Essa é a forma, na linguagem oficial do Fed, mais próxima de dizer “estar preparado para aumentar os juros”.
Probabilidade de alta em setembro: 35,4% → 55,7%
Foi só uma palestra de 30 minutos.

No dia anterior, o mercado ainda apostava em “ficar parado”; Walsh terminou o discurso e saltou diretamente 20 pontos percentuais.
Desde que assumiu, ele vem seguindo a linha de “falar o mínimo possível”: cortou a orientação prospectiva, reduziu as declarações de política e se recusou a fornecer uma trajetória para as taxas de juros. O mercado já está acostumado à ambiguidade dele.
Mas desta vez ele não foi ambíguo.
Inflação PCE de 12 meses: 3,7%; de 6 meses, anualizada: 4,1% — ainda faltam dez mil e oitocentos “quilômetros” para 2%. Walsh foi direto: não dá para esperar.
Uma frase ainda mais dura: “Tenho dificuldade em descrever as condições financeiras amplas como restritivas”.
O nível de juros atual simplesmente não é suficientemente restritivo. Ainda há espaço para aumentar.

Do que o mercado mais tem medo? Não é de subir juros; é da incerteza.
Se você dá uma trajetória clara de alta, o mercado consegue precificar, fazer hedge e operar.
Se você não dá nada, o mercado só consegue vender em pânico.
O que estamos negociando este ano?
No ano passado, estávamos negociando “expectativa de corte de juros”.
Neste ano, estamos negociando “se a alta vai acontecer ou não”.
A direção é diferente, mas o núcleo nunca mudou — a narrativa macro é sempre o primeiro motor da volatilidade de curto prazo do Bitcoin.
Por mais que você desenhe vários níveis de suporte, observe vários padrões em candles (K), conte mais ondas —
uma frase do Walsh, e tudo cai por terra.

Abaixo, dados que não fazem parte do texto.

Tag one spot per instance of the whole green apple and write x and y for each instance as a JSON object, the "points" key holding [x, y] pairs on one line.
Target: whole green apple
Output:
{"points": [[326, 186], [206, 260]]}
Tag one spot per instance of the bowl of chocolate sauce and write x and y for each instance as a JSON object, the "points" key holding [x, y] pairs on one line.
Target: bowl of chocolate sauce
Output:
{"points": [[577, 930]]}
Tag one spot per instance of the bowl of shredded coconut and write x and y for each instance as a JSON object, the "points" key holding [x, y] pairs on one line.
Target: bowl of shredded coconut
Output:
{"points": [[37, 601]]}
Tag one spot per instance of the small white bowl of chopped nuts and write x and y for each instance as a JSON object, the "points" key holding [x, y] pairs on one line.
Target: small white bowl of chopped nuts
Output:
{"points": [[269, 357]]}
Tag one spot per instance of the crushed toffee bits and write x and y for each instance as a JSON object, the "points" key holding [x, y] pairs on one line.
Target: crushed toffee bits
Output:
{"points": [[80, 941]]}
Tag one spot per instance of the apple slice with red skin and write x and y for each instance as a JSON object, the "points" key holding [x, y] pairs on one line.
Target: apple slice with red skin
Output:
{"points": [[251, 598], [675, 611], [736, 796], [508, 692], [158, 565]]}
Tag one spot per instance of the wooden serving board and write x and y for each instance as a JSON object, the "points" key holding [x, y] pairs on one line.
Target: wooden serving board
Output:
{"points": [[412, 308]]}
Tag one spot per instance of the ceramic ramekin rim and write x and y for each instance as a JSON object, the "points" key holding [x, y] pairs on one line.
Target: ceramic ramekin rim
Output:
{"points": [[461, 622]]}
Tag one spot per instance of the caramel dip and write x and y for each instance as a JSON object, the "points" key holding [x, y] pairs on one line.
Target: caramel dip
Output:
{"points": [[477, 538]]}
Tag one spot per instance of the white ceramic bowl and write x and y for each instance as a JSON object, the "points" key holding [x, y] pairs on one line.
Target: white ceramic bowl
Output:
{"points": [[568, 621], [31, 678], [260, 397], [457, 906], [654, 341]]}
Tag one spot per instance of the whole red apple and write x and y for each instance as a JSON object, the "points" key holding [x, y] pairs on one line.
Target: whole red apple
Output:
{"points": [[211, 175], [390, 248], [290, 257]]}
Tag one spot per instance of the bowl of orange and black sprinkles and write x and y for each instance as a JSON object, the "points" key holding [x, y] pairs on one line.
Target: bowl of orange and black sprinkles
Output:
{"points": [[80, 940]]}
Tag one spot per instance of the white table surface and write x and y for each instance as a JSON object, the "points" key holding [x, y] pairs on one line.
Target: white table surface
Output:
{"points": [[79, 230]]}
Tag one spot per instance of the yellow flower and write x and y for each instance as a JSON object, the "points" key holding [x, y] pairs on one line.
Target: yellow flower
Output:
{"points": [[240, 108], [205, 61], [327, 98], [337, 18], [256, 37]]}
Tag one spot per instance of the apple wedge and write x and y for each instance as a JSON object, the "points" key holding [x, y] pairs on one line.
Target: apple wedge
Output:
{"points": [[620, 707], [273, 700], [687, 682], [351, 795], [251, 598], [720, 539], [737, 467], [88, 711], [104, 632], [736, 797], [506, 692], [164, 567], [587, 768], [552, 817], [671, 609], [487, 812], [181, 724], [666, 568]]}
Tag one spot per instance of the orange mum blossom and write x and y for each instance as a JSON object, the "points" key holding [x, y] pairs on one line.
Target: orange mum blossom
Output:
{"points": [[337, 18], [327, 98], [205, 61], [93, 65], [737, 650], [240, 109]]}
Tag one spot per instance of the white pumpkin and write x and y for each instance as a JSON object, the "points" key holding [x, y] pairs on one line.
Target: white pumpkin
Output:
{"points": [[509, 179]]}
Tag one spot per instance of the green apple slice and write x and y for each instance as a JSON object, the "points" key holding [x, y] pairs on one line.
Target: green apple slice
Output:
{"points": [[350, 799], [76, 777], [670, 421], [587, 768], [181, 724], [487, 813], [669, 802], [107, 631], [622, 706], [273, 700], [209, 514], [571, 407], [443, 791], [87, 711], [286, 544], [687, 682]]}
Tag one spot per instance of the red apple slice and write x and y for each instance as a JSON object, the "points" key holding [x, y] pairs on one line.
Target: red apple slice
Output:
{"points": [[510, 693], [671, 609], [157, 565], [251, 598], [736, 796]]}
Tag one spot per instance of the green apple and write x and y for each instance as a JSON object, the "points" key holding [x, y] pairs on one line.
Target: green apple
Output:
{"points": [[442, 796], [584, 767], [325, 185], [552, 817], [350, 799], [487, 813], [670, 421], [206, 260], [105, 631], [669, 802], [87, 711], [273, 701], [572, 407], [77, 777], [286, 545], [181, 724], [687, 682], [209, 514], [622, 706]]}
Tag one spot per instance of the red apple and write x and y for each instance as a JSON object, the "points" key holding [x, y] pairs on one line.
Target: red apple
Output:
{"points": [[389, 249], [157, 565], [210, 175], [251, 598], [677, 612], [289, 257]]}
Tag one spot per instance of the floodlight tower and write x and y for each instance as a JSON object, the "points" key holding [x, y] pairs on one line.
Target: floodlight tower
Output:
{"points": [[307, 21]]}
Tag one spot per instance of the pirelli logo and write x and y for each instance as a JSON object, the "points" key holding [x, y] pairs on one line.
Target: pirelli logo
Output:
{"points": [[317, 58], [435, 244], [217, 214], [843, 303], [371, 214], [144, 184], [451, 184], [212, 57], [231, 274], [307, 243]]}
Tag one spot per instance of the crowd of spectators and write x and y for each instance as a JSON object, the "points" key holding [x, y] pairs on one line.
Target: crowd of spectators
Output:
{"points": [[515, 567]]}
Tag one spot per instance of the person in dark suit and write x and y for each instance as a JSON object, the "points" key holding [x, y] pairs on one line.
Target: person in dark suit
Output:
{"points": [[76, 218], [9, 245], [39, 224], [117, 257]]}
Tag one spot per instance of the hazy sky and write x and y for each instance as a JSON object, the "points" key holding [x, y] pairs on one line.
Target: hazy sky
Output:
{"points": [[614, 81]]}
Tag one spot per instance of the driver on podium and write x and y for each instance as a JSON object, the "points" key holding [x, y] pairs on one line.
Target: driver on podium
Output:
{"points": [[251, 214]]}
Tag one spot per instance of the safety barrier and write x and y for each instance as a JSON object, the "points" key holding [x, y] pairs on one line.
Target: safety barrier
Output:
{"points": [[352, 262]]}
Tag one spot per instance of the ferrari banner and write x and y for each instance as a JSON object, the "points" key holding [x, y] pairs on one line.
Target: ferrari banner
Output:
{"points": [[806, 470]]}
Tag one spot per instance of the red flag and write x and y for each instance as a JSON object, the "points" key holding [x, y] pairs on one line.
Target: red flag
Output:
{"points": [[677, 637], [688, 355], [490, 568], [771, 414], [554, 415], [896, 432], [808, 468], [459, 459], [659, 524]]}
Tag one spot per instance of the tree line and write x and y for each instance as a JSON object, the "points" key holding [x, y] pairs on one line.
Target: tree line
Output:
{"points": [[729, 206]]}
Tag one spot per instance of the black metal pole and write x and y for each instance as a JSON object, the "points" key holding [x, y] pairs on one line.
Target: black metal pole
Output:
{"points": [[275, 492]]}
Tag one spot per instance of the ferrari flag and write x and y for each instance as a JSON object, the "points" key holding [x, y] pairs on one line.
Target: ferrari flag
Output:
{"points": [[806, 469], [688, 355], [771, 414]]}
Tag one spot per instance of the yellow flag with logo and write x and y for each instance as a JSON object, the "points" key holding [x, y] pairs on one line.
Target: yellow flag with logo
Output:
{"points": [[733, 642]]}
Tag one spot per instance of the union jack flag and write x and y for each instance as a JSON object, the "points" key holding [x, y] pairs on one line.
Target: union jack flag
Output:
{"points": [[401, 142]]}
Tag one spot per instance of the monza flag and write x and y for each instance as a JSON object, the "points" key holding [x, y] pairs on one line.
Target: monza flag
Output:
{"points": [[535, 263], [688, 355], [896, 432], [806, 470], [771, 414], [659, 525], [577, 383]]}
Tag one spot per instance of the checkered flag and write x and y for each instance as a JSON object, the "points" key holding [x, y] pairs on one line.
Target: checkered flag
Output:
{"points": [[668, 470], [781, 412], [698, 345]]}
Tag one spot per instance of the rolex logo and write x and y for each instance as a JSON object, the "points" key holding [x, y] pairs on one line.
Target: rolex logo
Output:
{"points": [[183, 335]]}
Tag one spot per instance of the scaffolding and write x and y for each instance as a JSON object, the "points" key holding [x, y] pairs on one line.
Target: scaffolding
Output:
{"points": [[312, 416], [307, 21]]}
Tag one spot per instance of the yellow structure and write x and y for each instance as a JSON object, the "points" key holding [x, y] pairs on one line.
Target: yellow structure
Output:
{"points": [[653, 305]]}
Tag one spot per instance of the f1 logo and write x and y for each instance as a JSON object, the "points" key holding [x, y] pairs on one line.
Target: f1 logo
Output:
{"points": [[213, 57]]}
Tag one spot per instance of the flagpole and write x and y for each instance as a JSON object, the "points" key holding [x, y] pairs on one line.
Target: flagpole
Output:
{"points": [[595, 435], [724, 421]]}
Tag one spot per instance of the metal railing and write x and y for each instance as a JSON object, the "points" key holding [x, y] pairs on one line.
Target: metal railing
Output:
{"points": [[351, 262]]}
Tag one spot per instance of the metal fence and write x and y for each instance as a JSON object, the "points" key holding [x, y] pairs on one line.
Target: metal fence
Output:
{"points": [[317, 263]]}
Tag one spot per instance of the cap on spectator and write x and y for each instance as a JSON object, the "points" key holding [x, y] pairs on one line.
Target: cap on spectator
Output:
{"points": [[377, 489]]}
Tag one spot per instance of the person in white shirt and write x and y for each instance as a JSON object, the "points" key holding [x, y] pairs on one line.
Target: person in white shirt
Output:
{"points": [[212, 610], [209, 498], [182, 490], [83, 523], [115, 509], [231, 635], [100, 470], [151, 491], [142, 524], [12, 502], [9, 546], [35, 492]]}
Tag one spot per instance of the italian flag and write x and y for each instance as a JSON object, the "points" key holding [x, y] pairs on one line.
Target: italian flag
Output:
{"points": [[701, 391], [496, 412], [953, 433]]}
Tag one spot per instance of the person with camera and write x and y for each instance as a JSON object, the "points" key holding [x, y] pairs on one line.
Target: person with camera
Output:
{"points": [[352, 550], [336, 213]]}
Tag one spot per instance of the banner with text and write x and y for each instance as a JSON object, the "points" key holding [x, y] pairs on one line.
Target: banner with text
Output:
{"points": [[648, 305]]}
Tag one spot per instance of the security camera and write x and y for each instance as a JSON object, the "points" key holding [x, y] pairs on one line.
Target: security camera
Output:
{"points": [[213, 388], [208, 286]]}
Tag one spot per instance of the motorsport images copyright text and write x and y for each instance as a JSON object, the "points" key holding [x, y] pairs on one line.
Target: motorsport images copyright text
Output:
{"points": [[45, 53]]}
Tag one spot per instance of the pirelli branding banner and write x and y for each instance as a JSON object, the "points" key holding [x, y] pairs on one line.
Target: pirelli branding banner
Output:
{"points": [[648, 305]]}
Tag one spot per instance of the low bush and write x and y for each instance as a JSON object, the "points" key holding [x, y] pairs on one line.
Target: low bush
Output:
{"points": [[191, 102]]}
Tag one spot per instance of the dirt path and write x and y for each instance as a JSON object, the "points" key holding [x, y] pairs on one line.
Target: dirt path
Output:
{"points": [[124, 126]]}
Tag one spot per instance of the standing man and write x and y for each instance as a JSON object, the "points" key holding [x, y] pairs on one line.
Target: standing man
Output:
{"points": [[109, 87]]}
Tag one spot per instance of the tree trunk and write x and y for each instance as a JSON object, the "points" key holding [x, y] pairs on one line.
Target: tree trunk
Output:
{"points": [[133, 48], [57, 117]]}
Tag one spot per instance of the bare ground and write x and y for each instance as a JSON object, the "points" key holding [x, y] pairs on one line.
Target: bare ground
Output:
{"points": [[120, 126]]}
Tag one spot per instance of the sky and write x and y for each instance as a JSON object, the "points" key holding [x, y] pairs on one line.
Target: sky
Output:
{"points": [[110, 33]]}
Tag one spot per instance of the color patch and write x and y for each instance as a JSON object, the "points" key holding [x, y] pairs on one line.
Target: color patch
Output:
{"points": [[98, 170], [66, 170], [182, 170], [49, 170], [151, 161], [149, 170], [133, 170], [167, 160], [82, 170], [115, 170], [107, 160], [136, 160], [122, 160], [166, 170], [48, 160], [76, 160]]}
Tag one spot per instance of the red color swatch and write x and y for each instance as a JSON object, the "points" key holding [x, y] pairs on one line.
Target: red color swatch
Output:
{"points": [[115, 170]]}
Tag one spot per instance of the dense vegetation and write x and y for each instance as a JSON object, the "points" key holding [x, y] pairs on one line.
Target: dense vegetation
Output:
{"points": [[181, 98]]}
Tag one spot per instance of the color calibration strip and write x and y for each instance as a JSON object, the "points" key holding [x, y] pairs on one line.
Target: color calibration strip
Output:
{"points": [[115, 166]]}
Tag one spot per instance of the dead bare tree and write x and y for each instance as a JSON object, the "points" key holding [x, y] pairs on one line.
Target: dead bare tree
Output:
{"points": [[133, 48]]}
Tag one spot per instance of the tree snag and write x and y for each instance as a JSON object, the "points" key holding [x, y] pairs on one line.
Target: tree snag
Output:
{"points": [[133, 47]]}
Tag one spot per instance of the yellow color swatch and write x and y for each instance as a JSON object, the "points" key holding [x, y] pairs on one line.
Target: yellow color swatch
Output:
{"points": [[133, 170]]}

Os ETFs spot de Bitcoin acumularam 8 dias seguidos de entradas líquidas, somando US$ 2,8 bilhões. Em agosto, as entradas nos ETFs de Bitcoin ultrapassaram US$ 3 bilhões, o mês mais forte até agora em 2026.
Nas últimas 24 horas, todo o mercado liquidou US$ 452 milhões, com liquidação de posições compradas de US$ 360 milhões.
Instituições estão recolhendo “peças”, enquanto os alavancados comprados são liquidados.
Depois que Walsh enfraqueceu a orientação prospectiva, o mercado perdeu um ponto de referência. A partir de agora, cada CPI e cada dado de emprego não-agrícola (nonfarm) vai provocar uma volatilidade intensa.